Coping with the worst of summers
I have long associated these daytime vampires with warm humid weather. He was smaller in size than other years, I thought — nevertheless, the first of the season.
I would later Google horseflies and summers on the internet, but could find no direct connection between their arrival and a change in the weather.
However, I now have an event fixed in time to measure the weather over the next seven days against, which may or may not prove something about horseflies and summer weather.
Meanwhile, farmers continue to try to cope with this worst of “summers”.
The reality for farmers with stock, be they dairy or beef, is that if they haven’t had to be permanently housed, they are being fed outside.
I housed 60 heifers for over a week, leaving them back out last Saturday afternoon, having attempted to ease the burden on the land and give the grass time to recover.
Fields that I hit with 50 units of nitrogen three weeks ago continue to look a pale shadow of the rich green they should be.
I also brought in some of my heavier cattle two weeks ago, and after two nights inside, decided it made more sense to sell the fittest of them.
With a price negotiated, I loaded them early last Monday week and waited to see if my suspicions on the effects of the weather were borne out.
They were good heavy Friesian types, 630 to 700 kilos, that I suspected had possibly been in better order a month before.
By that I mean that a month previously they were “warmer”, fuller, better rounded.
They died well however, 349.1 kilos cold weight, but the grading saw some fall from potential Rs to O pluses, and others from Os to P+ fours.

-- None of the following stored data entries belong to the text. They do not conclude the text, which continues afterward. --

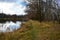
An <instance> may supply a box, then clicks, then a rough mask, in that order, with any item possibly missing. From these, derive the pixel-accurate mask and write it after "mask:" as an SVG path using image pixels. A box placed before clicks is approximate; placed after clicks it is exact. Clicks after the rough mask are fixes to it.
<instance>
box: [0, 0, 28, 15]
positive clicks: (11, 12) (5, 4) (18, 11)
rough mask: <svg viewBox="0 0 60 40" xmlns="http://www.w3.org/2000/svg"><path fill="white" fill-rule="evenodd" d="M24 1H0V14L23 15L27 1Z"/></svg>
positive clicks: (10, 14)
mask: <svg viewBox="0 0 60 40" xmlns="http://www.w3.org/2000/svg"><path fill="white" fill-rule="evenodd" d="M25 1H26V0H0V13H2V12H3V13H5V14H7V15H8V14H9V15H14V14H16V15H25V14H27V13H25V10H26V9H27V8H26V5H27V4H28V1H26V2H25Z"/></svg>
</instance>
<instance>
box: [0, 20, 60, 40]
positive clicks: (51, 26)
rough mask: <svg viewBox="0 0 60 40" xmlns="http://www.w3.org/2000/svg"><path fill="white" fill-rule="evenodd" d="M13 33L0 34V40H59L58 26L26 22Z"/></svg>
mask: <svg viewBox="0 0 60 40" xmlns="http://www.w3.org/2000/svg"><path fill="white" fill-rule="evenodd" d="M21 26H22V27H21V28H20V29H18V30H16V31H14V32H10V33H0V40H60V24H58V23H57V22H56V23H53V22H41V23H40V22H38V21H32V20H30V21H28V22H25V23H23V24H22V25H21Z"/></svg>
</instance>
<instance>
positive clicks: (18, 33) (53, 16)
mask: <svg viewBox="0 0 60 40" xmlns="http://www.w3.org/2000/svg"><path fill="white" fill-rule="evenodd" d="M28 1H29V2H30V3H29V4H28V5H27V8H28V9H27V10H26V11H25V12H27V13H28V14H27V15H25V16H24V18H23V20H24V19H26V20H28V21H26V22H24V23H22V25H21V28H19V29H18V30H14V31H13V32H6V33H0V40H60V24H59V23H60V6H59V5H58V4H57V2H56V1H57V0H28Z"/></svg>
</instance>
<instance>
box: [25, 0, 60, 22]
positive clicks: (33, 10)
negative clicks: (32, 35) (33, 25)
mask: <svg viewBox="0 0 60 40" xmlns="http://www.w3.org/2000/svg"><path fill="white" fill-rule="evenodd" d="M28 1H29V0H28ZM32 1H33V2H32ZM30 2H31V3H30V4H29V5H28V6H29V8H30V9H29V10H27V11H26V12H27V13H28V15H27V16H26V17H27V18H30V19H33V20H38V21H40V22H41V21H58V22H60V7H59V5H58V4H57V3H56V2H55V0H46V2H45V1H43V0H31V1H30ZM28 6H27V7H28Z"/></svg>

While I’m no fan of mechanical grading, I think that this time the weather cost me some of their previous condition, which in turn dropped them back between a third and half a grade.

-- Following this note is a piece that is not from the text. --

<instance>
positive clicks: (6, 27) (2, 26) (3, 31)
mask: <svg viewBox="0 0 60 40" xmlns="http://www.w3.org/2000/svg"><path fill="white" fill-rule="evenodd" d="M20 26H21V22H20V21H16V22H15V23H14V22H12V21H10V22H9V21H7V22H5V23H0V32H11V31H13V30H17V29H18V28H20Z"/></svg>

Moving to my cereal enterprise, I at last succeeded in getting the head spray done last week.
Ground conditions, as you can imagine, were not the best, and could be judged by the amount of wet clay collected on the steps up to the cab of the tractor, and by the brown splashes everywhere else when my sprayer man returned for his second fill. The wheat which I planted in the heavier ground is coping as well as can be expected, but some of the headlands are in a bad way from the water.
As a result, I expect that upwards of four of the 30 acres will be a total loss.
The barley which was planted in drier, freer-draining ground looks well, apart from one four-acre paddock. It was the last of the heavy ground ploughed, and as it had gone too late to put wheat in it, I decided to chance barley, but half of it is now stunted and yellowing. Given the year, I would gladly accept these losses if the remainder of the crop can be harvested. That said, I expect yields to be reduced.
On a far happier note, last Saturday night saw me join the birthday celebrations for Ita Lacey, wife of well-known local agricultural contractor Sean Lacey.
Ita had arrived like myself a few weeks previously at what I called at the time a “significant age”.
Of course, as we men know well, age in terms of years for a lady does not apply past 29.
Her brother Kevin summed it up nicely when he said, “It’s not about years, but milestones reached”.
And with that the entire company sang ‘Happy birthday’ and forgot all about the weather.